Raine erupted with fury.  Reason gone, vengeance uppermost in her mind, she picked up the push broom and brought it down on the calf's back.  The calf could only dodge his head from her clumsy brandishing.

“Get out of here, you stupid animal.  Get out!”

The calf gathered his legs under him and scrambled desperately to be away from this apparition with an instrument of death in her hands.  The wood floor was slippery with the mud from his hooves, but he got to his feet and raced to safety on the other side of the Linotype machine away from Raine.  She threw the broom down and ran after him.  Behind her, Jade gave chase.

They circled the machine once, then again.  “Raine,” Jade roared.  “Raine, stop!”

He grabbed her shoulders and brought her hard up against him.  “Stop acting like a crazy woman and use your head.  Get over behind the Linotype and keep him from circling again. I'll head him toward the door.”  His hands on her shoulders brought a shuddering reaction that stilled her.  He didn't seem to notice.

The calf came round again and halted wide-eyed in front of Raine.  Jade thrust her to one side, stepped directly in front of the excited steer and caught the animal's ear.  “You crazy fool.
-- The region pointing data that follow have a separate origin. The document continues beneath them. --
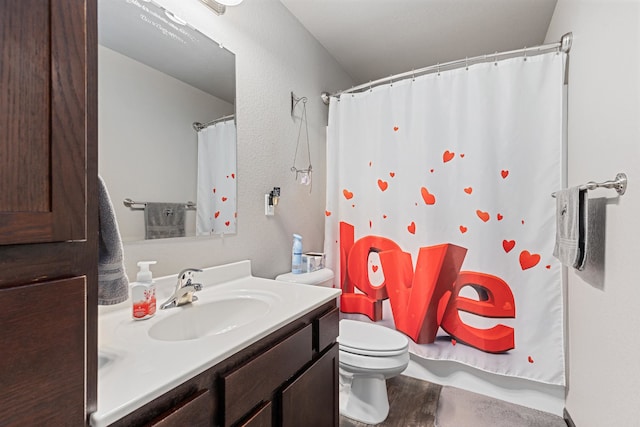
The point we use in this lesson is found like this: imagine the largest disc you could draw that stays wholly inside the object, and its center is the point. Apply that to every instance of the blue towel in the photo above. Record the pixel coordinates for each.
(113, 284)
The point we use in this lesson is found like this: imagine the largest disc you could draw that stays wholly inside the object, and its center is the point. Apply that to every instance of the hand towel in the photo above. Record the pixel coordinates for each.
(113, 285)
(570, 227)
(163, 220)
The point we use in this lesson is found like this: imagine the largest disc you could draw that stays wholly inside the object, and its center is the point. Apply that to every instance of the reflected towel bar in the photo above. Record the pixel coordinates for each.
(619, 184)
(139, 206)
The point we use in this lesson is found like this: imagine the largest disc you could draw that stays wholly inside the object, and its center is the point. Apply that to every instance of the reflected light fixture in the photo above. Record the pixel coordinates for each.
(220, 6)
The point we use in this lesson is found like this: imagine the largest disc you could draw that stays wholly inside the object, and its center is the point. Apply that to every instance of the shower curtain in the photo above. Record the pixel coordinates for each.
(439, 215)
(216, 195)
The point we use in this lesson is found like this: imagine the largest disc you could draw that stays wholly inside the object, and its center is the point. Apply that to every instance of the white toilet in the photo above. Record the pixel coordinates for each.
(368, 355)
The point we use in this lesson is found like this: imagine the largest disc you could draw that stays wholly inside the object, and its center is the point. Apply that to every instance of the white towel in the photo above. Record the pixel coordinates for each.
(571, 208)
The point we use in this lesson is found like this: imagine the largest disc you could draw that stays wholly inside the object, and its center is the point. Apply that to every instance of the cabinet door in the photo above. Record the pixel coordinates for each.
(312, 399)
(42, 340)
(196, 412)
(43, 59)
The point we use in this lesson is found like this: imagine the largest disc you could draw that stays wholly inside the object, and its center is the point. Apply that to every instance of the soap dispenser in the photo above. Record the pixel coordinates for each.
(143, 293)
(296, 254)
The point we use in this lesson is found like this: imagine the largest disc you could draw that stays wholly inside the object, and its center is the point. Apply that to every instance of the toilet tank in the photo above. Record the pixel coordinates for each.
(322, 277)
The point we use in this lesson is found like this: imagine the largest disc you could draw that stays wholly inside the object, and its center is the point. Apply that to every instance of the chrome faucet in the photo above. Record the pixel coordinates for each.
(185, 289)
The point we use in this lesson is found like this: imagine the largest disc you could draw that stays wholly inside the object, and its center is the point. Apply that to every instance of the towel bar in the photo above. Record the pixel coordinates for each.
(141, 205)
(619, 184)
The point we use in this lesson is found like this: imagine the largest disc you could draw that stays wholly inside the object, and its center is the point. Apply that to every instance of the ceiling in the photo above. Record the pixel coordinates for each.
(141, 30)
(373, 39)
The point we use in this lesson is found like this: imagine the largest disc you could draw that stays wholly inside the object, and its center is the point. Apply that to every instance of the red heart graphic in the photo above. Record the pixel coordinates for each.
(483, 215)
(508, 245)
(528, 260)
(412, 228)
(428, 198)
(447, 155)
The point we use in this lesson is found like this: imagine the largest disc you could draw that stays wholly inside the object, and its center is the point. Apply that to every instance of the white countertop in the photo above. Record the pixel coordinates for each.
(134, 368)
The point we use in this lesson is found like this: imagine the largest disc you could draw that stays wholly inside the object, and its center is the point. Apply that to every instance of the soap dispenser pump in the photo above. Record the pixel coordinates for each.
(143, 292)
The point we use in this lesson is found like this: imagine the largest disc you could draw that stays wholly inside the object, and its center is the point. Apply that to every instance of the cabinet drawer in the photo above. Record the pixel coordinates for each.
(255, 381)
(311, 400)
(262, 417)
(197, 411)
(326, 329)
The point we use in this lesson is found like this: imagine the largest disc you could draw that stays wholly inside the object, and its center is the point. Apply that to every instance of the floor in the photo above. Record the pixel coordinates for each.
(416, 403)
(412, 403)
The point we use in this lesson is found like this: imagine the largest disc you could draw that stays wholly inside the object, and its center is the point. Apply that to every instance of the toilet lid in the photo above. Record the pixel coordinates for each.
(370, 340)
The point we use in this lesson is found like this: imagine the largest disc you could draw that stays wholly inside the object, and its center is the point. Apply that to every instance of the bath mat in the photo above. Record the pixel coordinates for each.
(460, 408)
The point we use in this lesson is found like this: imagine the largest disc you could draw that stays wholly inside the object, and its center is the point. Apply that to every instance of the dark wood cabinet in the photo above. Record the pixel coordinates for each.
(43, 124)
(289, 378)
(48, 211)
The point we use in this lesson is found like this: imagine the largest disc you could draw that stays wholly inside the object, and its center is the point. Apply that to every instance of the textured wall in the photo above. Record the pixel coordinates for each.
(603, 139)
(274, 56)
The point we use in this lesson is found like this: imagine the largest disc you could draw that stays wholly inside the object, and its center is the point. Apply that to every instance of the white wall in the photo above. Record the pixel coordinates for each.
(604, 139)
(274, 56)
(147, 145)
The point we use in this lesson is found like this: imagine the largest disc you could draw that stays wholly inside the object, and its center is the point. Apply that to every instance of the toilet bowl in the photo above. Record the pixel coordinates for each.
(321, 277)
(368, 355)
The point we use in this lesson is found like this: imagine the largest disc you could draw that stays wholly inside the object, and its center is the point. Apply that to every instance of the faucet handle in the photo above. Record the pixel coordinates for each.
(184, 277)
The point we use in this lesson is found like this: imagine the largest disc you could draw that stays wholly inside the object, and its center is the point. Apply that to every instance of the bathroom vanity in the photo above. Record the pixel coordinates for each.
(249, 352)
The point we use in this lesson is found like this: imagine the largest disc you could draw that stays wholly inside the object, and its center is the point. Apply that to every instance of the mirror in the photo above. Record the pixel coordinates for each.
(157, 76)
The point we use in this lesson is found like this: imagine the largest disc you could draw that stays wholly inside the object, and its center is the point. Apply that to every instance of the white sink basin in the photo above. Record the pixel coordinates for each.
(224, 314)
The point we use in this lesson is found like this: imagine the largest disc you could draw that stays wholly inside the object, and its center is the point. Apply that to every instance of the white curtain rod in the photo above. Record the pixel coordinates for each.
(563, 45)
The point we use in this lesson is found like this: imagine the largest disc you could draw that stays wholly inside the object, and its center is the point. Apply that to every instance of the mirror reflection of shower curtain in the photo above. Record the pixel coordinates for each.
(216, 199)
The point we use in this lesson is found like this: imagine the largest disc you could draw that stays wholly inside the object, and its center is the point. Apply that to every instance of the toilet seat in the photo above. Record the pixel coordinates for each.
(367, 339)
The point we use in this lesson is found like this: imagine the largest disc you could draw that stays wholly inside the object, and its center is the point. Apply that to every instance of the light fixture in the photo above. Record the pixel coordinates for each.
(220, 6)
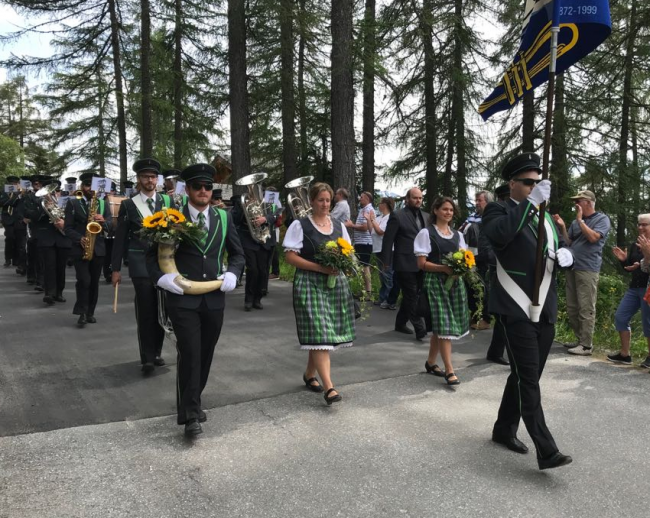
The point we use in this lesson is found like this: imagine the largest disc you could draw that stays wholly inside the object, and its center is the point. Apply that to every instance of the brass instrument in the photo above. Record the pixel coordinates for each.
(253, 206)
(50, 205)
(298, 200)
(92, 229)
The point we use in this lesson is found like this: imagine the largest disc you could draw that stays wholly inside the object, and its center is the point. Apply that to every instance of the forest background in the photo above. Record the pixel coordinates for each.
(323, 88)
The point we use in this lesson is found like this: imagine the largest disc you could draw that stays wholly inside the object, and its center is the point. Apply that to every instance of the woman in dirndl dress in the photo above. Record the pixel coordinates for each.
(449, 309)
(324, 316)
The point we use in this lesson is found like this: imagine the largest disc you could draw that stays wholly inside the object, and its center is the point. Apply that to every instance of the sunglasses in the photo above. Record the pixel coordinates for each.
(528, 182)
(197, 186)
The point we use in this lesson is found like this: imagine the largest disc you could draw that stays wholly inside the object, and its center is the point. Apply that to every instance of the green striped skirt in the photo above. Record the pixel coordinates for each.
(449, 309)
(324, 316)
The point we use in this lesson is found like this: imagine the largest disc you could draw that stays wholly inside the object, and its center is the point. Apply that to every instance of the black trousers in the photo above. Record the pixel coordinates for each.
(150, 335)
(87, 286)
(197, 332)
(257, 273)
(528, 345)
(53, 259)
(410, 283)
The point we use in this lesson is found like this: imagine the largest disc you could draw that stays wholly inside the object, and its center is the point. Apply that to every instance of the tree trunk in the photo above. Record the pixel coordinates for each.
(240, 133)
(430, 106)
(302, 96)
(623, 173)
(178, 85)
(146, 143)
(119, 93)
(369, 55)
(342, 100)
(288, 99)
(559, 173)
(528, 126)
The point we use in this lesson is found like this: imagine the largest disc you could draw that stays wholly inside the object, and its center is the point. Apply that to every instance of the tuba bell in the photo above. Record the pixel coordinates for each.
(298, 199)
(253, 206)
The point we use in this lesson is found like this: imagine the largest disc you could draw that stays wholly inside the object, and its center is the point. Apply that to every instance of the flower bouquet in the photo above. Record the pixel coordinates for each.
(338, 255)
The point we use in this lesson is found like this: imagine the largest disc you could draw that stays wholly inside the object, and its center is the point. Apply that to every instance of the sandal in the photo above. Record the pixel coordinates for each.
(434, 369)
(333, 399)
(450, 381)
(314, 388)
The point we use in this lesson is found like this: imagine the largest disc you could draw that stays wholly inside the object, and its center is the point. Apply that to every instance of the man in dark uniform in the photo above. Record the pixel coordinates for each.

Get the hell out of here.”

The calf reacted to Jade's voice and touch on the tender part of his anatomy by lowering his head and shaking it hard.  When that didn't loosen Jade's grip, he braced his feet and charged, butting Jade into the wall.  Jade lay pinned and helpless and a grunt escaped him. 

Raine cried out in horror, “Let him go, Jade.”

Raine's cry startled the calf, and he raised his head.  She flung herself at the animal's rear, grabbed his tail and jerked furiously.  The calf turned his head to peer at this new menace.

“Raine, get away.” Jade's attention was divided and the calf gave one violent twist of  his head, shook himself free of Jade’s iron hold, scrambled around, and in a burst of speed, ran straight out the door.

“We’re a hell of a team, aren’t we?” Jade said, smiling.  When she gave him a shaky answering smile, he came toward her.  “Are you all right?'”

His quiet concern increased the trembling relief she felt at seeing him upright and apparently unharmed. “I wasn't the one he butted into the wall.  Are
you
all right?” In the aftermath, her knees trembled. He could have been seriously injured.

“I’m used to dealing with stupid cows.”  He moved closer, eyeing her.  “Are you telling me the truth? Do you hurt anywhere?”

She laughed nervously and gestured around the room.  “Only when I think of how much work it will take to clean this up.”

“Don't worry about the shop.  I'll make it right.”

She couldn't bear to let him see how shaken she was because of his tussle with the calf.  “If you don't get out there and round up the rest of your herd,” she told him, the mud stain down the front of his expensive jacket triggering her sense of how ludicrous it all was, “you won't have anything left to make it right with.  Your cattle are ruining John's park and if you don't get them out of there, he might decide to have a steakburger barbecue on the next Fourth of July, compliments of you.”